What everyone agrees upon is the seriousness of this software. An entire session, entitled Stuxnet – An In-Depth Look, headlined at the Virus Bulletin Conference in Vancouver Canada last week. European digital security company Kaspersky Labs released a statement describing Stuxnet as “a working and fearsome prototype of a cyber-weapon that will lead to the creation of a new arms race in the world.” Rodney Joffe, senior technologist at Neustar, calls Stuxnet a “precision guided cybermunition.”
“In the worst case, we would have seen power plants explode or dams burst,” said Derek Reveron, a technology specialist at the Naval War College. If a piece of software capable of turning any nuclear power station into Three Mile Island or Chernobyl is not worrisome enough, there is also the danger of blowback. Now that it is in the public domain, variants on Stuxnet could reappear in even more dangerous forms. Cyber-criminals typically do not worry about collateral damage from their attacks because only virtual harm results.
The ability of Stuxnet to affect physical equipment in the real world changes all that. Imagine the PLCs that drive ATMs re-programmed to distribute money to waiting criminals at certain places/times. Imagine a version of Stuxnet that controlled alarm systems, access controls, and doors, giving criminals egress to bank vaults or foreign spies seemingly valid admission to top-secret U.S. facilities. The F-Secure Corporation’s blog reports the BP Deepwater Horizon drilling platform in the Gulf of Mexico included some Siemens PLC systems. It is conceivable that a Stuxnet-infected controller rendered the supposedly infallible blowout preventer non-responsive, resulting in the fatal explosion and massive oil spill that followed.
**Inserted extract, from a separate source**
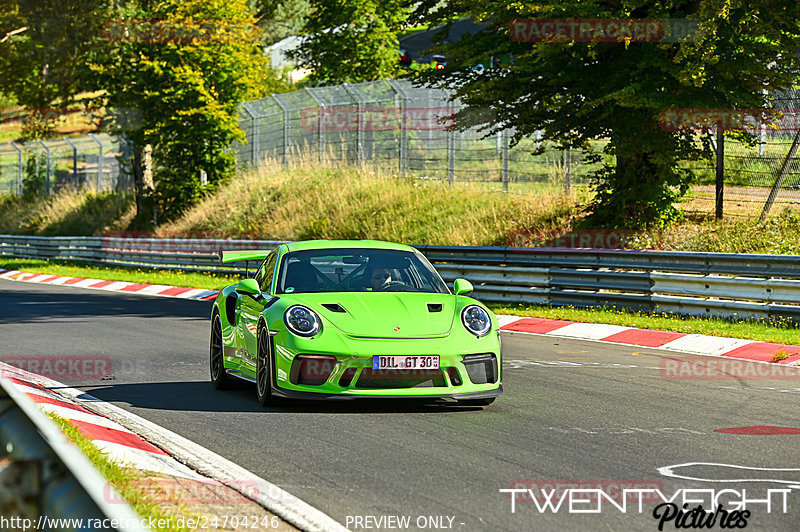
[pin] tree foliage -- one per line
(281, 18)
(187, 89)
(578, 91)
(352, 40)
Stuxnet is truly the first bullet in a completely new type of cyber-warfare. However, describing it as a mere “bullet” is like calling a nuclear warhead, “just another bomb” or the jetliners that brought down the Twin Towers, “just another couple of 747s.” Science fiction once again has become science fact. Stuxnet is big. It really does change everything about the potential of Internet terrorism.
Once you open a can of worms, the only way to re-can them is to use a larger can.